NOAH TRISTER | Associated Press
AUBURN HILLS, Mich. — By the time Richard Hamilton’s tenure with the Detroit Pistons was over, the franchise was far removed from its days among the NBA’s elite. His final season with the team was a tumultuous one, and his exit seemed like the best move for everyone involved.
Once he was away, however, Hamilton realized what he’d left behind.
“I didn’t leave here on good terms,” Hamilton said before Detroit’s game Sunday night against Boston. “Every day I was in that locker room with that Bulls uniform on, it’s like, `This ain’t me. I’m a Piston.”‘
Hamilton was back at The Palace on Sunday, when the Pistons retired his No. 32 jersey at halftime of the game against the Celtics. It was an emotional honor for Hamilton and the Detroit fans, not just because of his contributions to the team over the years, but because it reflected a healing of sorts between him and the organization.

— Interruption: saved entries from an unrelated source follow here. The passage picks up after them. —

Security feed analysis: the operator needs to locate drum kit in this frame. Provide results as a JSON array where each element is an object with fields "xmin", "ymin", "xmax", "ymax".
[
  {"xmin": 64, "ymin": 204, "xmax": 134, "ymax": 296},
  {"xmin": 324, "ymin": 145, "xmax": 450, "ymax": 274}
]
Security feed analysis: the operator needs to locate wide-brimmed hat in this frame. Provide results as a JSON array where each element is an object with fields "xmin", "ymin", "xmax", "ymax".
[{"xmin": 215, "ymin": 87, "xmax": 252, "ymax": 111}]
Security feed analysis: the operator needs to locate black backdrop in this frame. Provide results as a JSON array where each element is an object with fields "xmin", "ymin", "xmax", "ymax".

Hamilton last played with the Pistons in an acrimonious 2010-11 season. He had a falling out with coach John Kuester and was benched for most of a seven-week stretch, and Detroit eventually agreed with Hamilton on a buyout before the following season.
He ended up with Chicago, but the memories he left behind in Detroit were proud ones. Hamilton teamed up with Chauncey Billups, Ben Wallace, Tayshaun Prince and Rasheed Wallace as the core of Detroit’s 2004 team that won the NBA title.
Those four former teammates were on hand for Sunday’s celebration, and so was Larry Brown, their coach on that championship team.
“I already cried three times, so I’m trying not to cry again today,” Hamilton said at a pregame media session.
Hamilton indeed was wiping away tears on the court at halftime after the ceremony began, especially when Billups stood to speak.
“You made me better every day,” Billups said. “Not only did you make me better, you made our team better.”
Hamilton spoke at length to the crowd – in fact, after thanking so many people close to him, he appeared a bit rushed at the end, with the game needing to resume.
“Detroit, the fans, I love you,” he said moments before his number went to the rafters. “Thanks a lot.”